2年ぶりのナガヒラタムシ
- 1 day ago
- 3 min read
6月23日、午前中は調査の立ち合いで近隣の民有緑地へ。本格的な植生調査や毎木調査に立ち合うのは久々でした。
私が専門とする植物相調査(フロラ)は、対象区域内の植物台帳づくりのようなもので、種レベルで植物のあるなしを
記録しますが、植生調査(植物社会学的手法)では、狭いエリアに対象を絞る代わりに、植物が織り成す社会構造・・
つまり、その地点に成り立っている植生環境そのものをまるごと切り取って、より細かい情報を記録していきます。
コドラート内の高木や亜高木については、樹種だけでなく、全ての個体について樹高や胸高直径なども計測していくため、複数人で協力しながら調査を行います。一点集中で、いつも以上に目を皿のようにして植物と向き合うことに
なるため、いつもは目に入らないような目立たない生きものも目に留まりました。コナラのひこばえに止まっていた
平べったい甲虫はナガヒラタムシです。2億年以上前から、ほとんど姿かたちを変えずに生き残ってきたといわれる
原始的な昆虫で、身近な環境で見られる“生きた化石”の一つとして知られています。ナガヒラタムシとお知らせ2件
一昨年の記事で詳しい生態について書いていますが、久しぶりの再会となりました。ナガヒラタムシといえば擬死、
すなわち死んだフリです。観察用のカップケースに入れると、すぐに脚を畳んで疑死体勢に入りました。もし彼らの
祖先が見た目だけでなく行動まで現生種と共通していたとしたら、2億年以上も前から死んだフリ作戦でやり過ごして
きたということになります。そう思うと面白い反面、“死んだように見える生きた化石”とは何ともややこしい笑。

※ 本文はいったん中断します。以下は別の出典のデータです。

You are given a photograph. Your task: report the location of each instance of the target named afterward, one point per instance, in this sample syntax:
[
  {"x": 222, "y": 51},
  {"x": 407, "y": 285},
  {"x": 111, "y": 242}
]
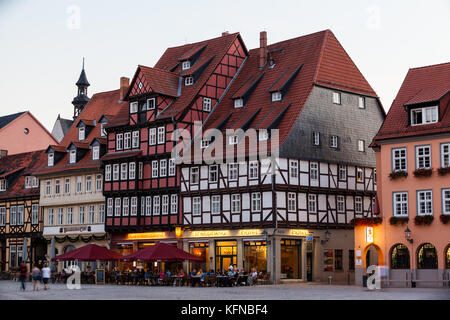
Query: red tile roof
[
  {"x": 423, "y": 84},
  {"x": 23, "y": 164}
]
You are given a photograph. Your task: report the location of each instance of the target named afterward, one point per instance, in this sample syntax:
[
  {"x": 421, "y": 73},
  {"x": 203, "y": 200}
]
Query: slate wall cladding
[{"x": 347, "y": 121}]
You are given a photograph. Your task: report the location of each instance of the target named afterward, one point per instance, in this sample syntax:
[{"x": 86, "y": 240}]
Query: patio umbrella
[
  {"x": 90, "y": 252},
  {"x": 161, "y": 252}
]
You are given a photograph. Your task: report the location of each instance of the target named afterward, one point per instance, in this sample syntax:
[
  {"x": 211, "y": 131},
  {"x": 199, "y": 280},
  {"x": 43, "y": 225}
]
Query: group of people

その他はいつもどおりダイジェストです。順にヨツモンカメノコハムシ、コウゾチビタマムシ、ノコギリカミキリ、
ショウリョウバッタモドキ、オオカモメヅル、ジョウシュウカモメヅル、オオヒヨドリバナ、ミソハギ、コガシワ、
イチヤクソウ、コヌカグサ、ムカゴオオウシノケグサ(f.)、オオバノトンボソウ。雑木林の稜線沿いにはオオカモメ、
林縁の湿っぽい草地にはジョウシュウカモメと、2種のカモメヅルが同じ緑地内で棲み分けているのが印象的でした。
梅雨らしく樹林内のあちこちにキノコが発生していました。人気のタマゴタケをはじめ、菓子パンのそっくりさん、
ノウタケなど、個性豊かなキノコたち。食べられるかどうかは置いておいて、その多様性を目で見て楽しみました!
今シーズンは雨が多いこともあって、各種のキノコ類がが生き生き。雨上がりはキノコを探して散策されてみては?